The grant application specifically mentions community awareness events as non-allowable uses for the money.

Oklahoma-based TruthWorks helps pregnancy centers and drug rehabilitation centers receive government funding “by rigorously monitoring how dollars are spent, while ensuring the separation of private (faith-based services) and reimbursable services from the government,” according to its website. The organization operates in Oklahoma, Texas and Nebraska and hoped to expand into Arkansas with the grant money, its application states.

The centers that will receive the money plan to use it primarily for advertising, including targeted digital ads aimed at Arkansans whose online activity suggests that they may have an unplanned pregnancy, according to the applications. The Advocate obtained copies of the applications through an Arkansas Freedom of Information Act request.

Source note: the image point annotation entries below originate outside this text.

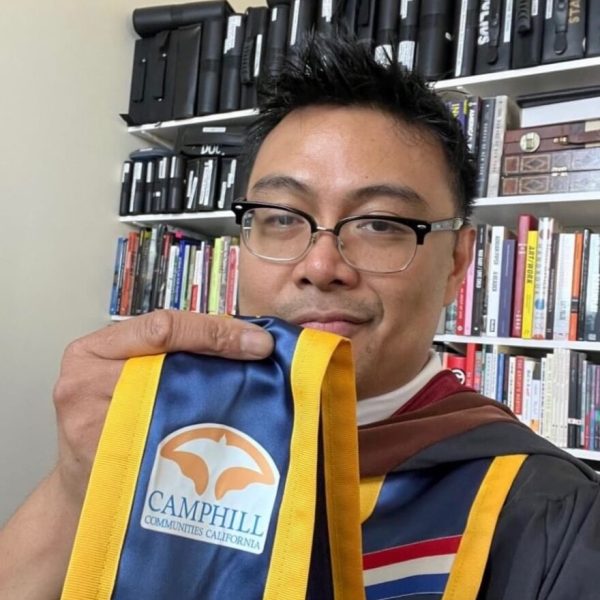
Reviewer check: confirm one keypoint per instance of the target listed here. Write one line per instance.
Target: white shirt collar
(381, 407)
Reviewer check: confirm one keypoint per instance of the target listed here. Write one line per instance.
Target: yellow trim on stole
(370, 488)
(342, 482)
(290, 558)
(109, 497)
(467, 571)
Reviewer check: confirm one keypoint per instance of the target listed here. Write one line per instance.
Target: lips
(345, 325)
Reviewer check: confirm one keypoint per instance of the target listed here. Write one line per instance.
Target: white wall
(65, 68)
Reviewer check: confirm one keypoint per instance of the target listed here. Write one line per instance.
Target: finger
(174, 331)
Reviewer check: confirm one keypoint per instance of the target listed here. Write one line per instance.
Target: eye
(383, 227)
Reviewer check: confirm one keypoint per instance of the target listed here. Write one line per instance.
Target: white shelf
(584, 454)
(581, 209)
(218, 222)
(515, 82)
(164, 133)
(518, 342)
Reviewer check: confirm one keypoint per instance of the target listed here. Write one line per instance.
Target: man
(341, 137)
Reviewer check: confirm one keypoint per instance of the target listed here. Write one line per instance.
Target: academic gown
(546, 545)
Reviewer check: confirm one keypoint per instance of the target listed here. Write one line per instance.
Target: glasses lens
(377, 245)
(275, 233)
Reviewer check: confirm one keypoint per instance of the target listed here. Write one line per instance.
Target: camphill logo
(212, 483)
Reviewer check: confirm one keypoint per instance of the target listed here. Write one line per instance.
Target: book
(486, 126)
(529, 285)
(564, 284)
(482, 244)
(550, 308)
(546, 228)
(575, 288)
(526, 223)
(117, 275)
(506, 287)
(506, 116)
(591, 331)
(494, 272)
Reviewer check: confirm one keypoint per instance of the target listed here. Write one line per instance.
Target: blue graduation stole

The grant program’s goal is to help pregnant Arkansans give birth regardless of whether the organization or the client practices any religion, so the money can only be used for non-religious services, Department of Finance and Administration spokesman Scott Hardin said last month.

Some pregnancy resource center directors said in August they would not apply for the grant. They said they feared accepting government money could restrict their religious missions even if the money would help them expand their services.

The finance department held a Zoom meeting last month so potential applicants could ask questions about the grant. Hardin said Monday the department will accept more applications for the remaining grant money, with the new application window still to be determined.

“We anticipate increased interest as applicants now understand the process,” Hardin said in an email.

The grantees must spend the money by June 30. Any money left over in the grant fund will be returned to the state’s general revenue fund.